For a while now, the NBA has been trying to make Christmas as much about basketball as it is about Santa. The sustained campaign appears to be working. On television, Dec. 25 has become the most popular day of the regular season with more than 30 million people tuning in to watch, according to the league. And the average ticket for a Christmas Day basketball game costs more than double an average regular-season game on the secondary market, according to data from ticket aggregator SeatGeek.

"Once the gifts are opened and the Bloody Marys are poured, there’s not much else to do," said Bob Dorfman, executive creative director at San Fransisco-based Baker Street Advertising. "The NFL owns Thanksgiving Day, the NCAA rules New Year’s Day, there’s no reason why the NBA can’t dominate Christmas."

Some of the excitement has been engineered by programming rematches and rivalry games. The NBA has been playing Christmas Day games since 1946, but it wasn’t until the Houston Rockets and Orlando Magic faced off in 1995 that the league paired its previous season’s finalists. This year will mark the sixth Christmas rematch since.

Adding more games has helped. So has more hype. In 2008, the schedule moved to its current five-game format. And for the last four years, the league has designed special Christmas uniforms. This year, the players will wear special snowflake socks and Nike Inc. and Adidas AG will release Christmas- specific shoes. While holiday merchandise will never outsell the traditional options, sales of Christmas day jerseys, led by Steph Curry and LeBron James, are up almost 95 percent over last year at the NBA’s online store, the NBA said.

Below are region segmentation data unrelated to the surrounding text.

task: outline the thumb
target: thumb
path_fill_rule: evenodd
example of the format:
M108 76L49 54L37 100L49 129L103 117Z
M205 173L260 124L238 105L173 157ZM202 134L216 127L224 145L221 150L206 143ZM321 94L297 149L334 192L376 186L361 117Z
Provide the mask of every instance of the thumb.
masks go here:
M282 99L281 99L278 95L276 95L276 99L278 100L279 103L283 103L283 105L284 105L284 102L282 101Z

The day has become so important that league partners now debut ad campaigns on Christmas. This year, that will include the first NBA-themed spots from watchmaker Tissot SA and Harman International. New ads will also premiere featuring the NBA’s campaign with Everytown for Gun Safety, a group that advocates for stricter limits on firearm sales. (The group was founded by Michael Bloomberg, majority owner of Bloomberg LP, the parent company of Bloomberg News.)

Along with watching on TV and shelling out for holiday gear, fans are leaving the homestead and going to the arenas. Tickets for the game between Curry’s Warriors and James’s Cavaliers are selling for an average of $517, according to SeatGeek. That makes it the second-most expensive NBA resale ticket of the season, after the last scheduled game of Kobe Bryant’s NBA career, April 13 at the Staples Center.

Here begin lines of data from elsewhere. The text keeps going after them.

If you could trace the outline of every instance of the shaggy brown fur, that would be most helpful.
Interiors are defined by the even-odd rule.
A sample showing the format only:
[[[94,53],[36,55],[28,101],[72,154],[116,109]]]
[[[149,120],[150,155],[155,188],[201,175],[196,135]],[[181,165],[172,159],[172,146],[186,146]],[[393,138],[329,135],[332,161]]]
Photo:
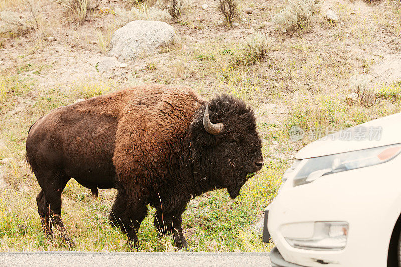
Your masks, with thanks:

Since 2010, the average resale prices of a Christmas NBA game is $212, more than double the $82 average for non-Christmas games. The NFL’s Thanksgiving Day games don’t command the same kind of holiday premium, although they are more expensive. Over the same period, tickets to see a professional football game on Thanksgiving cost on average $197, 36 percent higher than the average ticket during the rest of the season.